Se quedaron así durante mucho tiempo, con las respiraciones agitadas sincronizándose poco a poco. El silencio de la habitación de Junko se sentía ahora acogedor, un refugio contra el mundo exterior donde todavía tenían que ser enemigos.
Bakugo se apartó con cuidado, pero se quedó a su lado, dejando que ella apoyara la cabeza en su pecho. Su mano, todavía temblorosa, acariciaba distraídamente el cabello violeta de Junko.
—Sigues teniendo el cerebro más grande que yo, ¿eh? —murmuró él, rompiendo el silencio con un rastro de su habitual arrogancia, pero sin la acritud de siempre.
Junko soltó una risa débil, sintiéndose exhausta pero extrañamente completa.
—En este momento, no puedo ni recordar cómo se hace una integral, Bakugo. Así que disfruta tu victoria temporal.
—La disfrutaré —dijo él, dándole un beso en la coronilla—. Pero no te acostumbres. Mañana volveré a ser el número uno.
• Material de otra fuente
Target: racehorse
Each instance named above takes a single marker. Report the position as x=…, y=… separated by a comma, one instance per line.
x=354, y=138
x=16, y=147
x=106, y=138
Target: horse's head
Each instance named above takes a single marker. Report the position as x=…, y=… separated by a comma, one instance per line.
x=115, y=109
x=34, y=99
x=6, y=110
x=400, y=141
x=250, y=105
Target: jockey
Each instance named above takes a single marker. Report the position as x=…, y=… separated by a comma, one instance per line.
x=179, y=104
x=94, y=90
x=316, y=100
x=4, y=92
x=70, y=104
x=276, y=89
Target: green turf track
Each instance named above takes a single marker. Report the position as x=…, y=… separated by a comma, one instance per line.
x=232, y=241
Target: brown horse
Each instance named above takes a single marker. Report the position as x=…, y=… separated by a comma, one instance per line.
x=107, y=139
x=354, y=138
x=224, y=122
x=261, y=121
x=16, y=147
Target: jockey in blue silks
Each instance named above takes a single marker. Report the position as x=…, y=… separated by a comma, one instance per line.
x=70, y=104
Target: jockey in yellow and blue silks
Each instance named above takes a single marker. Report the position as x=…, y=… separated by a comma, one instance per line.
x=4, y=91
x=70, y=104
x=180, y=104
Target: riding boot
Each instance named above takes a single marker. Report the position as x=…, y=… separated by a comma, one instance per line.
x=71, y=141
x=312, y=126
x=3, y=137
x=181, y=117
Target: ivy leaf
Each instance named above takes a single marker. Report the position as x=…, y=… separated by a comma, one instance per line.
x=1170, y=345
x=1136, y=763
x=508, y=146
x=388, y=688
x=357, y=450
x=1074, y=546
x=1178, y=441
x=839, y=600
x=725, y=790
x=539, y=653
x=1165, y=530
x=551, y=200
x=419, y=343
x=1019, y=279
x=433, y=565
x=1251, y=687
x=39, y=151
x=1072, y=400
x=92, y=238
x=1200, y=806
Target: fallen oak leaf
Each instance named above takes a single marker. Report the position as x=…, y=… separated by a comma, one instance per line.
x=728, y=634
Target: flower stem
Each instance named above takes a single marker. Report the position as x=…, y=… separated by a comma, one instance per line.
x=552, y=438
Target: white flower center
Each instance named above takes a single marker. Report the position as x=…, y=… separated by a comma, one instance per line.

—Eso está por verse —replicó ella, cerrando los ojos y dejándose llevar por el cansancio—. Mañana tenemos el examen de estrategia aplicada. Y ahí, rubio, no tienes ninguna oportunidad.
Bakugo soltó un bufido que era casi una risa de satisfacción.
—Ya veremos, pecosa. Ya veremos.
Se quedaron dormidos entrelazados, dos rivales que habían encontrado la forma de canalizar su fuego en algo que no destruía, sino que construía un vínculo inquebrantable. Al día siguiente volverían los gritos, las miradas desafiantes y la competencia feroz, pero ambos sabían que, bajo el uniforme y tras las máscaras de orgullo, existía una verdad que solo ellos compartían en la penumbra de sus habitaciones.
La guerra continuaba, pero la rendición nunca había sido tan dulce.